Indonesia Ascendant?
Indonesia is experiencing a kind of ascendance on the global stage that is drawing a lot of attention and interest. Notably, Indonesia’s success stands out compared to other contexts as the nation continues to be a global exemplar of religious pluralism and democracy. And yet there is a sense of the Indonesian project being somehow “unfinished,” stuck, or backsliding in some ways. What progress (kemajuan) has been made and how do we know? In environmental management, Indonesia is either on the cusp of fulfilling great opportunity as a leader in global climate change or of resource degradation and collapse. Inspired images of the plan to construct a national eco-capital city, Nusantara, symbolizes Indonesia’s sustainable future but contrasts with continued dependence of resource extraction evident from the many coal barges pummeling past the banks of the Mahakam river.

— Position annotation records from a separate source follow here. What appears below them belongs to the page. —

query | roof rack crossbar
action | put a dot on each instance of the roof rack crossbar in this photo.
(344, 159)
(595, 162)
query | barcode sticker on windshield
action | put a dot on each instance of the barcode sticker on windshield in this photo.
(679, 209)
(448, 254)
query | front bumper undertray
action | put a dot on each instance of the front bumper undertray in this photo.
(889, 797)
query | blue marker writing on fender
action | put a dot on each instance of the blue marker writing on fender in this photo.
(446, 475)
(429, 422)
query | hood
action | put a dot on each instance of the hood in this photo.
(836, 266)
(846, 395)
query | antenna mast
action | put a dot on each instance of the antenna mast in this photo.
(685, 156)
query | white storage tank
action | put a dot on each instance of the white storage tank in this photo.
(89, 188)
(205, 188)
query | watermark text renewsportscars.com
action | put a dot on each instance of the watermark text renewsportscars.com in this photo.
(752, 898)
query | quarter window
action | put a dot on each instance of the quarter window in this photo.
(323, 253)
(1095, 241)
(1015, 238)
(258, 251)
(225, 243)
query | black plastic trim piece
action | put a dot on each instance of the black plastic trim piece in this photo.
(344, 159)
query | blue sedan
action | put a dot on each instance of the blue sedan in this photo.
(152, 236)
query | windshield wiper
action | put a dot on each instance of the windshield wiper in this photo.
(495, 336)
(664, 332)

A discourse of Indonesia’s ascendance suggests there is great change on the horizon: hopes for a just transition of power, improvements in the downstream impact of governance and policy (hilirisasi), decreased forms of digital authoritarianism and legal discrimination, sustainable development achievements, an expanded role for women across professions and in public life, and strengthened relationships between civil society and the state. There is a great sense of creative energy within Indonesia, and as a by-product, within Indonesian Studies. Poverty pressing with genius, a landscape in which people are emboldened to assemble things together in new ways, not just as a means of survival but a reflection of innovation and resilience.
The program committee invites abstract submissions from scholars across broad disciplinary perspectives in the study of Indonesia. While abstracts on any topic focusing on Indonesia are welcome, the committee is especially interested in research that engages discourses on the trajectory of Indonesia, past and present, and broadly defined.

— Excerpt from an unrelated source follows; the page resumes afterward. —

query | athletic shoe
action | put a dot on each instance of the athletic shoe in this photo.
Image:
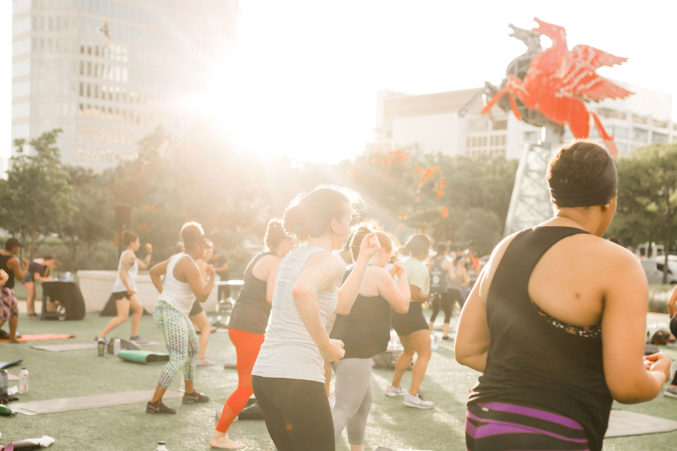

The AIFIS-MSU Conference is proud to partner with the Museum Batik Indonesia, the Directorate General of Culture, the Ministry of Education, Culture, Research, and Technology of the Republic of Indonesia. All motifs throughout the 2024 conference program are graciously gifted by the Museum Batik Indonesia.
Abstract Submission
Abstract Submission was closed on March 24, 2024
The conference program will feature regular panels (based on paper abstract submissions), organized panels (from group submissions), and roundtable sessions.
Paper Presentation (Individual/Co-authored Submission)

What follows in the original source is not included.